Italian Police Uncover Counterfeit Sassicaia Ring

Authorities exposed an international plot to produce phony bottles of the celebrated super Tuscan, including Wine Spectator's 2018 Wine of the Year

Italian Police Uncover Counterfeit Sassicaia Ring
These (authentic) bottles of Sassicaia are worth a lot more than the fakes police found filled with Sicilian wine. (Courtesy of Tenuta San Guido)
Oct 16, 2020

Tenuta San Guido's Sassicaia is one of the world's most acclaimed wines, the Bordeaux blend that created the super Tuscan category. In 2018, Wine Spectator named the 2015 Sassicaia Wine of the Year, the pinnacle of a classic Bolgheri vintage. Which made it odd when someone found a case of the wine lying on the side of an Italian road last year.

According to the Guardia di Finanza—the enforcement wing of Italy's Ministry of Economy and Finance, the discovery sparked a lengthy investigation. Prosecutors and police announced on Oct. 14 that they had recently arrested two suspects in a warehouse near Milan for allegedly forging thousands of bottles of fake Sassicaia, labelling them as vintages from 2010 through 2015 and prepping to ship them to overseas customers. Several other suspects are being investigated.

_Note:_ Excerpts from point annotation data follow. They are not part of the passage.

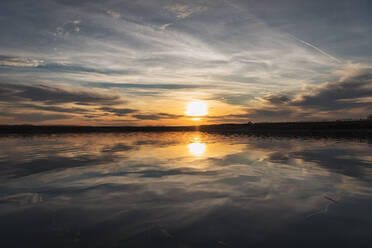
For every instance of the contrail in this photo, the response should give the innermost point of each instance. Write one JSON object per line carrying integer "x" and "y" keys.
{"x": 316, "y": 48}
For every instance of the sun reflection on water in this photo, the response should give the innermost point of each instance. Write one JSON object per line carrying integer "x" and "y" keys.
{"x": 197, "y": 148}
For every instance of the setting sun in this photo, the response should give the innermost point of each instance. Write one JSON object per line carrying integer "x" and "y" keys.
{"x": 197, "y": 108}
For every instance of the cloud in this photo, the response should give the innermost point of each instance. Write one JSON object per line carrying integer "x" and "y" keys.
{"x": 113, "y": 14}
{"x": 54, "y": 95}
{"x": 34, "y": 116}
{"x": 19, "y": 61}
{"x": 67, "y": 28}
{"x": 118, "y": 111}
{"x": 182, "y": 11}
{"x": 158, "y": 116}
{"x": 346, "y": 98}
{"x": 173, "y": 86}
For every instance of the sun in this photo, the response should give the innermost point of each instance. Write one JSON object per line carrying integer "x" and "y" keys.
{"x": 197, "y": 108}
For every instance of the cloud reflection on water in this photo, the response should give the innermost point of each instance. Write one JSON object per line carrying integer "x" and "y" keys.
{"x": 152, "y": 188}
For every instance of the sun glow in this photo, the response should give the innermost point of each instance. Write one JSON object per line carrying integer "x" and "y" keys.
{"x": 196, "y": 148}
{"x": 197, "y": 108}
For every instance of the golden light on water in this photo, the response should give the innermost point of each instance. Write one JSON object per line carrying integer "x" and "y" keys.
{"x": 197, "y": 148}
{"x": 197, "y": 108}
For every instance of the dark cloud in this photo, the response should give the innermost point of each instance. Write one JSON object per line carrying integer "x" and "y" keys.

"Unfortunately, it is not the first case, and sadly it won't be the last," Priscilla Incisa della Rocchetta, co-owner and family ambassador for Tenuta San Guido, told Wine Spectator. "It was our turn this time, but it also happened with other well-known Italian fine wines in the past."

According to the report from the Guardia's Florence wing, the two suspects, now under house arrest, were allegedly responsible for bottling and labelling the reds, and for wrapping them in distinctive tissue paper.

"The wine came from Sicily," stated the Guardia report, "the bottles came from Turkey and the production of labels, capsules, cases and tissue paper was centered in Bulgaria." Sassicaia-branded wooden cases, holograms and other hallmarks for the bottles had also apparently been copied and were seized by police.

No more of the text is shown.